Production-readiness checklist¶
freshdata is designed to run unattended in a pipeline, but "runs" and "production-ready" aren't the same thing. Work through this before you let it clean data nobody is watching. Each item links to the relevant guarantee on the Honest limitations page.
Install & pin¶
- [ ] Pin an exact version (
freshdata-cleaner==1.0.0) and the extras you use (freshdata-cleaner[polars,privacy]). Cleaning defaults can tighten between minor versions — pinning keeps decisions reproducible. - [ ] Install only the extras you need. The base install has no heavy deps; Polars/DuckDB/Spark, NER PII, and orchestration exporters are opt-in.
- [ ] If you use optional learned models, vendor them air-gapped and pin their
checksums. Cleaning never downloads anything;
fd.models.pullis the only network call and it is explicit.
Make it deterministic¶
- [ ] Pass a fixed
seedanywhere sampling is involved (streaming reservoirs, benchmarks) so runs are reproducible. - [ ] Snapshot the config. Prefer an explicit
CleanConfig(or a savedcontext=/policy=) over scattered keyword args, and check it into VCS. - [ ] Verify byte-for-byte reproducibility on a golden input in CI: same input + same version + same config ⇒ same output and same report.

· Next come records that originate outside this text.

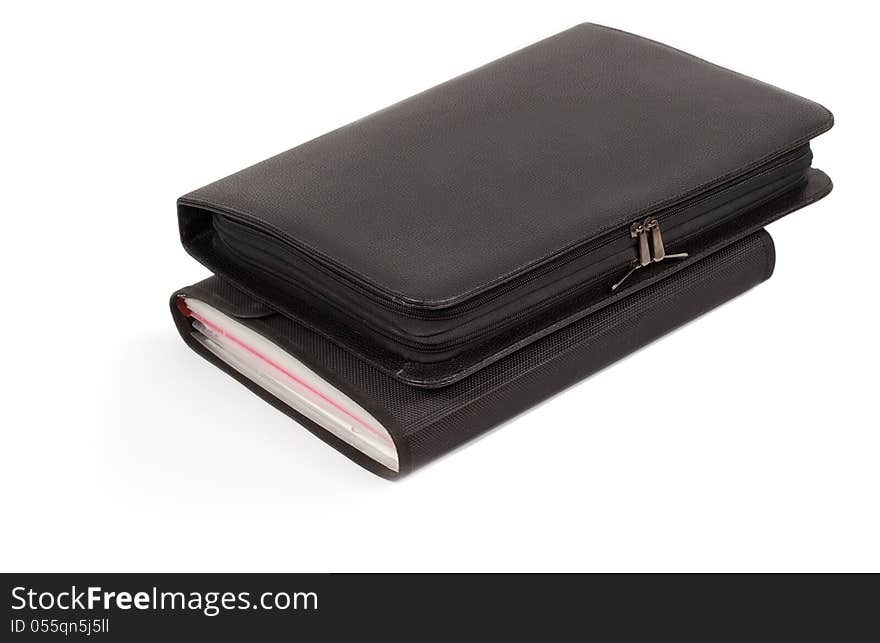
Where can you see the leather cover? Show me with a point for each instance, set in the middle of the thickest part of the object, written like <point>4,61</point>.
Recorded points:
<point>448,261</point>
<point>465,216</point>
<point>427,423</point>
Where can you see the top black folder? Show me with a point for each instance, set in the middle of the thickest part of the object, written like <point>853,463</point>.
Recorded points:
<point>439,234</point>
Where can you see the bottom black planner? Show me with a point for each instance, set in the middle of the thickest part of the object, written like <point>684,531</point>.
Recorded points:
<point>392,428</point>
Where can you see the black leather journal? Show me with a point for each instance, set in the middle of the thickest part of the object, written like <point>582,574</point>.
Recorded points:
<point>411,279</point>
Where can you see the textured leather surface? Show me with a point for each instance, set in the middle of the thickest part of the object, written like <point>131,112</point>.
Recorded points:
<point>389,359</point>
<point>465,185</point>
<point>424,423</point>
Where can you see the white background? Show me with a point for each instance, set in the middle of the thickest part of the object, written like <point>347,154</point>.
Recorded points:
<point>747,441</point>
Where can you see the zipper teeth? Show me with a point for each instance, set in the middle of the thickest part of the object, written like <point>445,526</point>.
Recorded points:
<point>415,311</point>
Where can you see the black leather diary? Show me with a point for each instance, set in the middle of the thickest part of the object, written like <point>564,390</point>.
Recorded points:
<point>411,279</point>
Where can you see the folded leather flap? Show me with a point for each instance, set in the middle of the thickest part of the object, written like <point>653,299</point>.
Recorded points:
<point>240,301</point>
<point>438,198</point>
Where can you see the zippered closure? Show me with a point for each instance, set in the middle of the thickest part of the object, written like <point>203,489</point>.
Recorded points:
<point>654,254</point>
<point>668,215</point>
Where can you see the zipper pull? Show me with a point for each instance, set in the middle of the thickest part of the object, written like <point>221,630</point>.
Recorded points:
<point>638,231</point>
<point>653,226</point>
<point>656,252</point>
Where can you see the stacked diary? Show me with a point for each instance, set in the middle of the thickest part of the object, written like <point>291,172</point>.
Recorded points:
<point>412,279</point>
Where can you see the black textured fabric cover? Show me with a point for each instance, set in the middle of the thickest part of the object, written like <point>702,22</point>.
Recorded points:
<point>426,423</point>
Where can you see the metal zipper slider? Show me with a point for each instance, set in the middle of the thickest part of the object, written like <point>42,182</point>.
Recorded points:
<point>651,224</point>
<point>656,252</point>
<point>638,231</point>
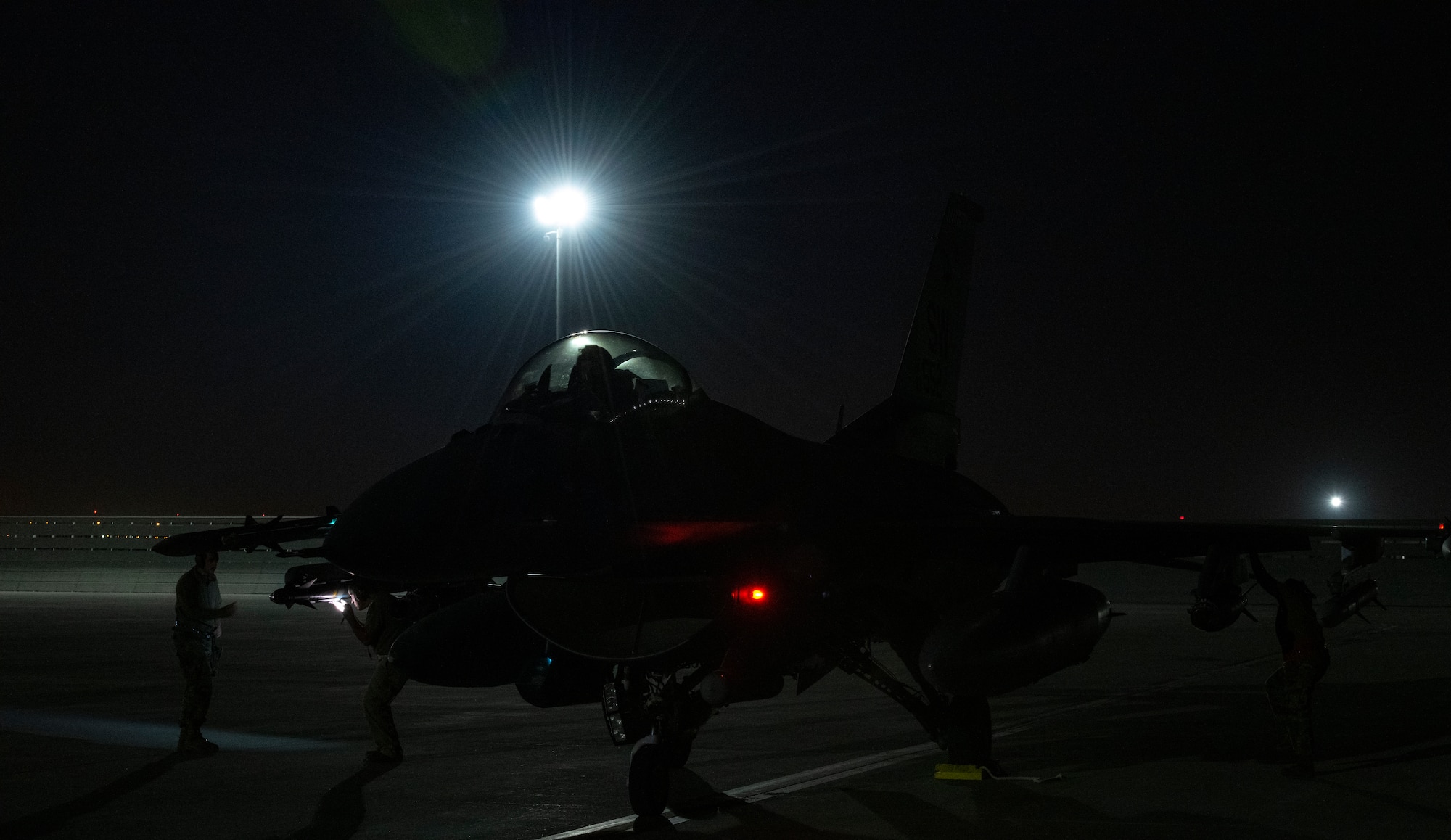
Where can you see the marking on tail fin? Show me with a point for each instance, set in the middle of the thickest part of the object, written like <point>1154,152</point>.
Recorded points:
<point>921,417</point>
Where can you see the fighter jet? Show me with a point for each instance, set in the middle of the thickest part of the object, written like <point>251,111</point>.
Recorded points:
<point>614,536</point>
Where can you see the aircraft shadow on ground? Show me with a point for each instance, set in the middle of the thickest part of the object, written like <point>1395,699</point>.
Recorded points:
<point>56,818</point>
<point>1217,725</point>
<point>342,810</point>
<point>1236,725</point>
<point>1003,810</point>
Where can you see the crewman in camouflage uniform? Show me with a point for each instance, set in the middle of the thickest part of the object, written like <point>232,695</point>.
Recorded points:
<point>195,633</point>
<point>1302,642</point>
<point>385,622</point>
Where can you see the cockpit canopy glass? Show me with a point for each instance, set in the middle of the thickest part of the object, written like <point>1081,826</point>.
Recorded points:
<point>594,376</point>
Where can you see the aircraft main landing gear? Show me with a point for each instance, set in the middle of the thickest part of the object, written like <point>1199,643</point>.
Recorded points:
<point>673,715</point>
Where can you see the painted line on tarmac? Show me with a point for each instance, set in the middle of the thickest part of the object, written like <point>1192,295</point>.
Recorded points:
<point>828,774</point>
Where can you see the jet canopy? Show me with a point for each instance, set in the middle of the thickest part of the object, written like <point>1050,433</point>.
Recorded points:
<point>594,375</point>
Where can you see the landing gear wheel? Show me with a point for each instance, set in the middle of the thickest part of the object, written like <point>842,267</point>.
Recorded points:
<point>649,780</point>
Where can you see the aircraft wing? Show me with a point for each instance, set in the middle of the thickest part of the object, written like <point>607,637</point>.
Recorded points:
<point>1173,545</point>
<point>252,536</point>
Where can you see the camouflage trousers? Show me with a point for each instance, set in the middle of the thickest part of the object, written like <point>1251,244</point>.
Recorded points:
<point>197,655</point>
<point>378,706</point>
<point>1289,691</point>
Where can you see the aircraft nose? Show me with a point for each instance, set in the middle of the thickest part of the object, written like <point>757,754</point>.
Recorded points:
<point>404,527</point>
<point>453,514</point>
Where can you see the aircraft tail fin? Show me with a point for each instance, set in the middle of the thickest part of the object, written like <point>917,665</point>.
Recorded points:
<point>921,419</point>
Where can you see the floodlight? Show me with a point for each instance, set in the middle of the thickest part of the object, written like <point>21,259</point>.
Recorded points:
<point>565,208</point>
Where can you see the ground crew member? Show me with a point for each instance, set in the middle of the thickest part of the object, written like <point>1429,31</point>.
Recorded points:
<point>385,622</point>
<point>195,633</point>
<point>1302,642</point>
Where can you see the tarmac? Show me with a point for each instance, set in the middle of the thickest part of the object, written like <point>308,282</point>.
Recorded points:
<point>1162,735</point>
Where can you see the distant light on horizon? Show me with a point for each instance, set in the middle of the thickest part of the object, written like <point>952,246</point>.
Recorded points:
<point>565,208</point>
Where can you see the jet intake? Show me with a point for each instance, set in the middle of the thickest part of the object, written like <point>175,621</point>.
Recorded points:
<point>993,646</point>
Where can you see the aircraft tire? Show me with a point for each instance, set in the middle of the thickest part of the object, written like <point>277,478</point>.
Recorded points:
<point>649,781</point>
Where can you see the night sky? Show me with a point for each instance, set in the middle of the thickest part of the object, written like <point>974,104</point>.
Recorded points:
<point>259,256</point>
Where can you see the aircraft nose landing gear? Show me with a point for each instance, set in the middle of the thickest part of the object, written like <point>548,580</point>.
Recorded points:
<point>649,778</point>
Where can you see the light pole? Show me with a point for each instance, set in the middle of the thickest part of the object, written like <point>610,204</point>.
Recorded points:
<point>564,208</point>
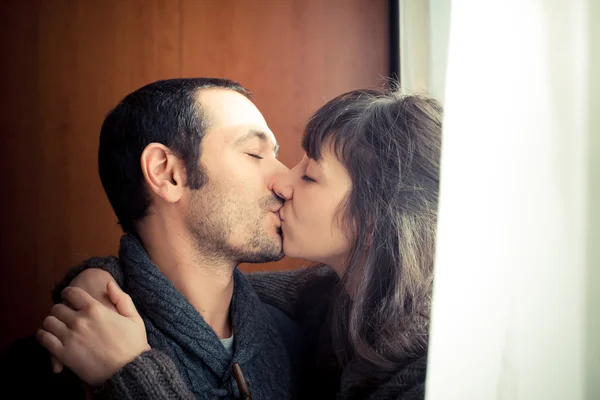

Gate on quality, don't just clean¶
- [ ] Set
fail_under_trust=...so a batch that scores below your bar fails the pipeline instead of flowing downstream. The 0–100 trust score decreases monotonically as data gets dirtier. - [ ] Add a
contract=schema/quality gate for the columns your consumers depend on (types, ranges, allowed values, nullability). - [ ] Treat
report.warningsas signal, not noise — route them to your alerting. - [ ] Decide your policy for drift: in streaming,
report.streamingflags schema and distribution drift per batch — wire it to an alert.
Protect what must not change¶
- [ ] Declare identifiers, labels/targets, and money/PII columns with a
context=policy ("Never modify revenue. customer_id is unique."). Context-protected columns get a hard byte-identity guarantee. - [ ] Prefer
strict=Truein production so an unparsed or ambiguous policy raises instead of silently degrading. - [ ] In streaming, remember the policy is compiled once against the first
batch — make sure that batch is representative of the stream's schema.
Inspect
cleaner.policy_after startup.
Memory & scale¶
- [ ] Know whether your path materializes.
report.materializedisFalseonly for the native handle outputs (output_format="duckdb"/"polars-lazy"); everything else lands in a pandas frame in RAM. - [ ] For data larger than memory, use
StreamingCleaner/fd.clean_timeseries(stream=...)(bounded, never concatenated) or a native backend with a lazy output handle. - [ ] Watch
report.fallback_events: a native run that needs the pandas decision engine falls back and materializes. Usestrategy="conservative"to keep the native handle if that matters for your memory budget. - [ ] Size micro-batches and the dedup window deliberately — cross-batch dedup is recent-window, not global.
Privacy & security¶
- [ ] Confirm no data leaves the process: cleaning makes no network calls.
- [ ] For PII, choose your tier: regex detection needs no extras; NER +
format-preserving encryption needs
[privacy]. Review masking rules in the report before trusting them. - [ ] Keep any token vaults / encryption keys out of VCS and injected at runtime.
- [ ] If you accept untrusted files, validate/limit them upstream — parsers are robust but you own the ingestion boundary.
Observability¶
- [ ] Persist
report.to_dict()(JSON) per run for audit — it is stable and backward-compatible; non-streaming reports never emit astreamingkey. - [ ] Log the trust score,
duplicates_removed, imputation counts, and drift events as metrics, not just text. - [ ] Keep the decision log with the output artifact so any cell change is explainable after the fact.
Calibration & benchmarks — read before you trust confidence¶
- [ ] Don't rely on the strict ≤ 0.03 ECE tier: out of the box freshdata is
calibrated to ~0.038 ECE (clears the 0.05 target). The strict tier needs the
unpublished
calib-v1artifact — see limitations. - [ ] Treat confidence as a conservative floor, not a promise. freshdata preserves rather than guesses; the ">95%" imputation clause rarely fires outside near-deterministic cases.
- [ ] If you cite a CleanBench number, reproduce it first
(
--reproduce-headline/--verify-results).
Release & supply-chain integrity¶
- [ ] Consume releases from PyPI published via OIDC trusted publishing (no long-lived tokens), with SLSA build provenance and PEP 740 attestations attached — verify them if your org requires it.
- [ ] Track the GitHub Releases for the signed artifacts and generated notes.
Upgrades¶
- [ ] Read the release notes before bumping — quality-debt escalation and dirty-join scoring are tuned conservatively and may shift between minor versions.
- [ ] Re-run your golden-input reproducibility check after any upgrade and diff the report, not just the data.